Vaccines have been developed that may protect against infection with some types of HPV, which may reduce cervical cancer rates in the future. One of these, Gardasil, protects against types 6, 11, 16 and 18 and is now available for girls and women aged 9 to 26 years. Another vaccine, Cervarix, protects against types 16 and 18. The Gardasil vaccine entails a series of three injections over a 6-month period. To be most effective, the vaccine should be given before a person becomes sexually active. At the time of this writing, the American Cancer Society recommends that the vaccine be routinely given to girls aged 11 to 12 and as early as age 9 years at the discretion of clinicians.

Although ovarian carcinoma accounts for only 3% of all cancers in women, it is the cause of 6% of all cancer deaths in women. It is the fourth leading cause of cancer death and the leading gynecologic malignancy in women in the United States. Cancer of the ovary accounts for nearly 50% of all deaths from gynecologic malignancies. In 2007, there were 22,430 new cases of ovarian cancer and 15,280 deaths from it. The lifetime risk for development of ovarian cancer is 1 per 59; the incidence is 1.4 per 100,000 women younger than 40 years, but it increases to 45 per 100,000 women older than 60 years. The carefully performed pelvic examination has been shown to be the cornerstone of diagnosis of ovarian cancer.

Structure and Physiology

The external female genitalia are shown in Figure 19-1. The vulva consists of the mons veneris, the labia majora, the labia minora, the clitoris, the vestibule and its glands, the urethral meatus, and the vaginal introitus.

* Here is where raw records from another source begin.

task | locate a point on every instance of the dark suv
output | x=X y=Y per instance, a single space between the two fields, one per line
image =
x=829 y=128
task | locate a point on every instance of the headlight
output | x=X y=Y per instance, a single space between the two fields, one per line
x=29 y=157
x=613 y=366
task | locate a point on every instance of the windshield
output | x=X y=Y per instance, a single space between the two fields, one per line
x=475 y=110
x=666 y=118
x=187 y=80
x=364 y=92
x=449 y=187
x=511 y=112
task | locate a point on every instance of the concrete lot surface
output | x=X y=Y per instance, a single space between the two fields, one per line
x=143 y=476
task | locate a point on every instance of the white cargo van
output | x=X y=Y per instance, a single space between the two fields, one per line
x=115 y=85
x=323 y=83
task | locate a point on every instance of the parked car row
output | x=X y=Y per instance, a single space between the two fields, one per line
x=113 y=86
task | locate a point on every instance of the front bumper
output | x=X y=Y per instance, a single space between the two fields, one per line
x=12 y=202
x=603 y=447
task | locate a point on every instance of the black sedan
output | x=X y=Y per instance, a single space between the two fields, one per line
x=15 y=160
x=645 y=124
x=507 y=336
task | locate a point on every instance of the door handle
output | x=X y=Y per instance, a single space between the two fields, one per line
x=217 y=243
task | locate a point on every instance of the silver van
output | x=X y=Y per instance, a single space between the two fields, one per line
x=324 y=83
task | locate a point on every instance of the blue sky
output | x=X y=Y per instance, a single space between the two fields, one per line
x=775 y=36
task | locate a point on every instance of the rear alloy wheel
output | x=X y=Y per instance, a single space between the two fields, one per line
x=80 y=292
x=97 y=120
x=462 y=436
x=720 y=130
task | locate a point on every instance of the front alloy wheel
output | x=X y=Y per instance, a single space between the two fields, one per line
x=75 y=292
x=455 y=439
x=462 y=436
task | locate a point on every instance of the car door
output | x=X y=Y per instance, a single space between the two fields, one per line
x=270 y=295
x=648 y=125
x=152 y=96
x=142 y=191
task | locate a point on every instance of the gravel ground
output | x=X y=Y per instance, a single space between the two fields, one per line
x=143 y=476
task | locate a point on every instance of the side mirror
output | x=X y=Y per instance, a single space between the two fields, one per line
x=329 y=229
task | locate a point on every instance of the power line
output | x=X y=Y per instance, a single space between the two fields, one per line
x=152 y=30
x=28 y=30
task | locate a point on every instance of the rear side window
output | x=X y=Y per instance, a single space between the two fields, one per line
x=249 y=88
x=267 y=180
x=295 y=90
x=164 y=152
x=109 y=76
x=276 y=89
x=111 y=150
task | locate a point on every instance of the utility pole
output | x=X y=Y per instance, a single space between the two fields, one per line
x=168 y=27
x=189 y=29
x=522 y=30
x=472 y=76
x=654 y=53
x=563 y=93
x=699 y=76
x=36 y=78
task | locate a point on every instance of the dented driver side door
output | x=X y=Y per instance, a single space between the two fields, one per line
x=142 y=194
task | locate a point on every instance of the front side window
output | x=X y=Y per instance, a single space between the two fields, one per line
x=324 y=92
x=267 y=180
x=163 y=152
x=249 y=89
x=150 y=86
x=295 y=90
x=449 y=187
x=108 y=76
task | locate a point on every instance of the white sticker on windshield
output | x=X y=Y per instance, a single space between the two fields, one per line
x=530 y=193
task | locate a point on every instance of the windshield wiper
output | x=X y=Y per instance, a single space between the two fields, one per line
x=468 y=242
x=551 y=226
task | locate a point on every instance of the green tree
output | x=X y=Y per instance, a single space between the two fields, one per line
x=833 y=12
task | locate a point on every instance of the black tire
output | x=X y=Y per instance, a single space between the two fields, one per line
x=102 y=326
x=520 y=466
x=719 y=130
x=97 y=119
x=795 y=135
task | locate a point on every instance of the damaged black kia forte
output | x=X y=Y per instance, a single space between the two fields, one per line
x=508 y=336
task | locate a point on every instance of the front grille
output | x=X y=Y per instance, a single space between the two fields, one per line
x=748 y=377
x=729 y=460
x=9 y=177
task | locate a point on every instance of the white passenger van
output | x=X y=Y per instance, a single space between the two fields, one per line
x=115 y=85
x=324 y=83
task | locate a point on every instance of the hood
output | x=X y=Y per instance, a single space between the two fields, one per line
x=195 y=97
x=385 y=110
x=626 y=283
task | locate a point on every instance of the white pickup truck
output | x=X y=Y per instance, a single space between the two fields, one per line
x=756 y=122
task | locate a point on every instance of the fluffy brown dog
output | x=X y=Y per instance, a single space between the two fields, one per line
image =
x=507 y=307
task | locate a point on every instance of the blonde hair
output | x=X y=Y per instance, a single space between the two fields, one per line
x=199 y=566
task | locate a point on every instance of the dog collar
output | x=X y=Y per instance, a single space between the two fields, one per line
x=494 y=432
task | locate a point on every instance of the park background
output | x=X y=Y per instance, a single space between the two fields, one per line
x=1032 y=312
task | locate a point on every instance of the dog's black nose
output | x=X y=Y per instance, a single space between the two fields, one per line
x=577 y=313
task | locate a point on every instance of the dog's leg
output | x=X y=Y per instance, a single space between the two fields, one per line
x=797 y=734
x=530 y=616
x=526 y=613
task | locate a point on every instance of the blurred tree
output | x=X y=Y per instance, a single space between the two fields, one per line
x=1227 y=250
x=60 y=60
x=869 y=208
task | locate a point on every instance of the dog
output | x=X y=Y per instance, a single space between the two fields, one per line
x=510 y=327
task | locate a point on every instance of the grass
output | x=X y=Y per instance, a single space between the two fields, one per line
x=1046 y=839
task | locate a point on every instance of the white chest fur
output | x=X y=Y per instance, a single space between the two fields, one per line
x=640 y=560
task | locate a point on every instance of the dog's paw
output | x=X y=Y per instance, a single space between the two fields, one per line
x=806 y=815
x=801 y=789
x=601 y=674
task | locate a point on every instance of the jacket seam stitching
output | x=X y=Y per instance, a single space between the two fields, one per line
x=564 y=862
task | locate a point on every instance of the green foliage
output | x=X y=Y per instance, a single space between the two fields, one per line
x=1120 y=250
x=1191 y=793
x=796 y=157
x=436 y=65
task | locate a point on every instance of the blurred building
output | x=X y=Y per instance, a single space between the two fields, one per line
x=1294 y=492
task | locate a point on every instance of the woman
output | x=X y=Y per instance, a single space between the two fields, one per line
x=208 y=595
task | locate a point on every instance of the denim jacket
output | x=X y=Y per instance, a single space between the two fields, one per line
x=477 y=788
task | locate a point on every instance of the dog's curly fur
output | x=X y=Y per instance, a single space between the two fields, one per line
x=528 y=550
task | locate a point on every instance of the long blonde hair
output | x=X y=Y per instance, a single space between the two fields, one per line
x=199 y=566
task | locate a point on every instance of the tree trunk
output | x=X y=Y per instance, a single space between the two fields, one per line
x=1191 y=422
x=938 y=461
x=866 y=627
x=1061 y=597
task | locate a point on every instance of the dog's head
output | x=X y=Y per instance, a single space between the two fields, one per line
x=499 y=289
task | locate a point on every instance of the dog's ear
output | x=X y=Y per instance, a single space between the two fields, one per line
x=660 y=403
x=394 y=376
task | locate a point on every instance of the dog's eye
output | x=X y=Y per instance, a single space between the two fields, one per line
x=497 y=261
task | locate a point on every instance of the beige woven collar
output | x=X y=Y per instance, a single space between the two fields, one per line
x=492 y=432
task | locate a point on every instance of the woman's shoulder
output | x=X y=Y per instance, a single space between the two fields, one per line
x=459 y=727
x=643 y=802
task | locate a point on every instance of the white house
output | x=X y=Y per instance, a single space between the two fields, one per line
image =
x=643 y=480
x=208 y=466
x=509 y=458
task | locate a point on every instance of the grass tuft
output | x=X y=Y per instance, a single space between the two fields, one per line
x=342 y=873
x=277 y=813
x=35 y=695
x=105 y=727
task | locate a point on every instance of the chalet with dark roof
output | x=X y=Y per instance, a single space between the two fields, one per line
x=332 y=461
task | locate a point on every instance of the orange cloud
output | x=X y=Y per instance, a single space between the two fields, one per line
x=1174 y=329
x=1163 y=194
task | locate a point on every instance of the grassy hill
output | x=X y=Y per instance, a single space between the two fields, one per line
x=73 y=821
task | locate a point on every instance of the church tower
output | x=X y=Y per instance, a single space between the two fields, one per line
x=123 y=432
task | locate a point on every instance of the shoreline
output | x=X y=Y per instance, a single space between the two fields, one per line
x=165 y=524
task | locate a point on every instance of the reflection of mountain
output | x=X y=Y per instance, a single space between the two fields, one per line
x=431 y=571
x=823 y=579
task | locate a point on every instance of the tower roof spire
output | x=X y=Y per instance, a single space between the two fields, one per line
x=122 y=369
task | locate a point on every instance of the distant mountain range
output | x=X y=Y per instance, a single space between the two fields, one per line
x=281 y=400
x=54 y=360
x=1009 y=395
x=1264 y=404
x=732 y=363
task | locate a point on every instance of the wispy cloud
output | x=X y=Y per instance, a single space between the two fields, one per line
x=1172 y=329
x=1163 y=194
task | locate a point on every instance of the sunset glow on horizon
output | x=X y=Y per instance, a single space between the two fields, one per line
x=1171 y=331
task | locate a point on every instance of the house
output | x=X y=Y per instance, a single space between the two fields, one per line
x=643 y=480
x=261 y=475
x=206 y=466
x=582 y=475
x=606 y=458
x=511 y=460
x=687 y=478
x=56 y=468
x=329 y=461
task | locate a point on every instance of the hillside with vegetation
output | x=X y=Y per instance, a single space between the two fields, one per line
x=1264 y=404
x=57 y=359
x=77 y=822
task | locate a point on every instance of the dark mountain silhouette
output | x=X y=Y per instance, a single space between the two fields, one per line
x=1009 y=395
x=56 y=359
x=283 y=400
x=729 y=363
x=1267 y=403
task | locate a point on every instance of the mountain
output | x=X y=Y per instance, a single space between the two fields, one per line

The mons veneris is a rounded prominence of fat tissue overlying the pubic symphysis. The labia majora are two wide skinfolds that form the lateral boundaries of the vulva. They meet anteriorly at the mons veneris to form the anterior commissure. The labia majora and the mons veneris have hair follicles and sebaceous glands. The labia majora correspond to the scrotum in the man. The labia minora are two narrow, pigmented skinfolds that lie between the labia majora and enclose the vestibule, which is the area lying between the labia minora. Anteriorly, the two labia minora form the prepuce of the clitoris. The clitoris, analogous to the penis, consists of erectile tissue and a rich supply of nerve endings. It has a glans and two corpora cavernosa. The external urethral meatus is located in the anterior portion of the vestibule below the clitoris. Paraurethral glands, or Skene's glands, are small glands that open lateral to the urethra. Secretion of sebaceous glands in this area protects the vulnerable tissues against urine.

The major vestibular glands are known as Bartholin's glands, or vulvovaginal glands. These pea-sized glands correspond to the male Cowper's glands. Each Bartholin's gland lies postero-laterally to the vaginal orifice. During sexual intercourse, a watery fluid is secreted that serves as a vaginal lubricant.